A Word form the ISSI Executive Director

Dear friends of ISSI!

Dear visitors of our website!

It almost feels like a relaunch! Since the beginning of this month of September, we have visitors again at ISSI. We started off with an International Team in the first week of the month (Sept 6–10) working on plasmas in the vicinity of comets and of Mars and this week (Sept 13–17) we host a team working on Pulsars. These are the first in person team meetings at ISSI in 1.5 years, since March 2020! There will be more International Teams coming to ISSI in September and the following months as you can see in our calendar which is quite full. Moreover, this second week of September (13–17) we are hosting the first ISSI Workshop since the Deep Earth Interior Workshop a year ago! The subject of the present workshop is the Evolution of the Interior of Venus. The subject is particularly timely since earlier this year NASA and ESA chose THREE missions to Venus for the coming years. Many of the workshop conveners and participants are involved in these missions, in particular in the ESa EnVision mission and the NASA Veritas mission but the NASA DaVinci mission is also represented.

Impression of the ongoing Workshop on Venus including remote participation

The Venus workshop had been postponed two times and the workshop and book project was finally launched adopting the new alternative scheme that ISSI had designed to better cope with COVID-19 Implications. The scheme starts the project off with an online meeting and has the in person meeting in the flow of the project when book chapters have been devised and/or (partly) written.
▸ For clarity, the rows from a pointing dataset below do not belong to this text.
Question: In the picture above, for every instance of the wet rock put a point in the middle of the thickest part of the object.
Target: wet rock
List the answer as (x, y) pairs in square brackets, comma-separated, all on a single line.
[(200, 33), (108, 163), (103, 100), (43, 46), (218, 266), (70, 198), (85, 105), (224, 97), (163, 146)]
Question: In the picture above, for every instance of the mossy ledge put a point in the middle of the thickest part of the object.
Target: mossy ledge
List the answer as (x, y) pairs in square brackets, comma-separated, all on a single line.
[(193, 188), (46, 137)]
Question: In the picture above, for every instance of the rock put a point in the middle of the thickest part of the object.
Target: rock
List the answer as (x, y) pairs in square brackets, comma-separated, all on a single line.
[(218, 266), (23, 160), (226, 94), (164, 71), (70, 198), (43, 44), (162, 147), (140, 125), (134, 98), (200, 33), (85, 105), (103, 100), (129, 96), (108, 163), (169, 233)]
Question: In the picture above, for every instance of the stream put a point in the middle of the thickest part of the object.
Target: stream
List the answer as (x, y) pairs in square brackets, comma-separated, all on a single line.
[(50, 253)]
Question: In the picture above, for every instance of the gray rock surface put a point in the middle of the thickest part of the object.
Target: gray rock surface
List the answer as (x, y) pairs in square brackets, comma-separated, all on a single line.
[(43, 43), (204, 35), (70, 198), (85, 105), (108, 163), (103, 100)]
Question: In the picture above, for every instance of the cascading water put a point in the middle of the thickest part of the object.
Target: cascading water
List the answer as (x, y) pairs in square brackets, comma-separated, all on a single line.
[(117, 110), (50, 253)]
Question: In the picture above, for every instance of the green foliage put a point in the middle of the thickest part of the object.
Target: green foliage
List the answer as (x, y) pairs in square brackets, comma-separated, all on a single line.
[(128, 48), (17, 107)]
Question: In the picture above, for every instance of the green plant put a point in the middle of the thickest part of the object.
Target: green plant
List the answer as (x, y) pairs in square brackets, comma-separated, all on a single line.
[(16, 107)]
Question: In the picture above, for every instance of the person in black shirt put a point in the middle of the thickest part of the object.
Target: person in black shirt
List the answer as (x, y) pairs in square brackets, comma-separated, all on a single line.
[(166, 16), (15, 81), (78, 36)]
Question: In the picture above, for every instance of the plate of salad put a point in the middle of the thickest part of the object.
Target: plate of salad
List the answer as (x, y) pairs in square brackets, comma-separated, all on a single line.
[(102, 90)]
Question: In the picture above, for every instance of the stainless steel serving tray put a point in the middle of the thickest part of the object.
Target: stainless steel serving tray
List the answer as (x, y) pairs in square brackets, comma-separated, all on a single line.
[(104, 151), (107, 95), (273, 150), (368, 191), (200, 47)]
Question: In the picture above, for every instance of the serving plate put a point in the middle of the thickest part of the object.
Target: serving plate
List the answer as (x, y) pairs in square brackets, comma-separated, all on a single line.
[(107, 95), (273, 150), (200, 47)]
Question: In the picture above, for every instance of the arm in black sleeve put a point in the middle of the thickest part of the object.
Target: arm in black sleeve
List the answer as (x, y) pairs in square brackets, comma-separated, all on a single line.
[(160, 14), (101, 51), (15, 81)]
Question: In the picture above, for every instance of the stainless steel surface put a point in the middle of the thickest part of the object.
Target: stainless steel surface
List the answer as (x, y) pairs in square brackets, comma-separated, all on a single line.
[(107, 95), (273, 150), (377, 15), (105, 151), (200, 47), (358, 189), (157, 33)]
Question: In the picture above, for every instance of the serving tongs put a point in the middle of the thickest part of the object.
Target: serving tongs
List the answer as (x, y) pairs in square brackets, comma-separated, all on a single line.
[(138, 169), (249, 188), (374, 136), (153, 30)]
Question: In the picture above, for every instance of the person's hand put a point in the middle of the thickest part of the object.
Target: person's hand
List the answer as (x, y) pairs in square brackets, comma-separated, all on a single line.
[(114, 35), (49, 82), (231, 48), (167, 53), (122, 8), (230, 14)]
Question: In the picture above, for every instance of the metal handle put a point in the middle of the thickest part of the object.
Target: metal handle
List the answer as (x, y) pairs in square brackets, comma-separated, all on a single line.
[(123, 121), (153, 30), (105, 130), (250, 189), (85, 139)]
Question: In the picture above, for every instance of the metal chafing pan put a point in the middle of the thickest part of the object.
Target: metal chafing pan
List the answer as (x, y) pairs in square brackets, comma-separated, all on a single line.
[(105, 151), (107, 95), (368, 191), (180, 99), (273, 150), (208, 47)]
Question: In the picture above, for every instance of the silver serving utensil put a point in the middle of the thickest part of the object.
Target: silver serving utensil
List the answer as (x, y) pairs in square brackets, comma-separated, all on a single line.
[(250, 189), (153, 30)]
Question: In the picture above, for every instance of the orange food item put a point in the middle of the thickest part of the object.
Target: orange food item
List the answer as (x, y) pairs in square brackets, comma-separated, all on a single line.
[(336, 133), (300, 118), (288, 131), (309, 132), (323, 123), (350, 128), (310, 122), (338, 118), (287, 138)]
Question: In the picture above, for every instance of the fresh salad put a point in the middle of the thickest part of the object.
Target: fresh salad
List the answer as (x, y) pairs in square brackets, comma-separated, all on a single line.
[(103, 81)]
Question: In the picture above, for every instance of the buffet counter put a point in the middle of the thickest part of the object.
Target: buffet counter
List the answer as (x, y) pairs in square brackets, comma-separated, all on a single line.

The workshop is then used to discuss the chapters and their science content and the relations between chapters. We find this week that this works very well and motivates lively discussions. Because of COVID still being around the workshop is hybrid with about half of the participants joining remotely. We find that the investment in our state-of-the-art audio and video system pays off and eliminates some of the major disadvantages of hybrid meetings, such as discussion in the room cannot easily be followed from remote. If those speculating that the hybrid format will continue to be with us for some time are right then ISSI can say that it is well equipped for the task.

Also, in this month of September we will resume the Game Changers Online Seminar series with a talk on Venus Exploration by Richard Ghail from the University of London, one of the masterminds of the ESA EnVision mission. The program until the end of the year is still under development – we admit that we are a bit late – but should be in its final form by the end of this week. Stay tuned! We will cover a wide range of subjects from astrophysics and planetary science to climate change and astrobiology.

Of course, nobody can say with great confidence how the situation with COVID will evolve, in particular in Switzerland. But we hope that we can continue with our program even through coming the fall and winter. We have a set of rules at the institute and require visitors to be either vaccinated, recovered from the disease or negatively tested.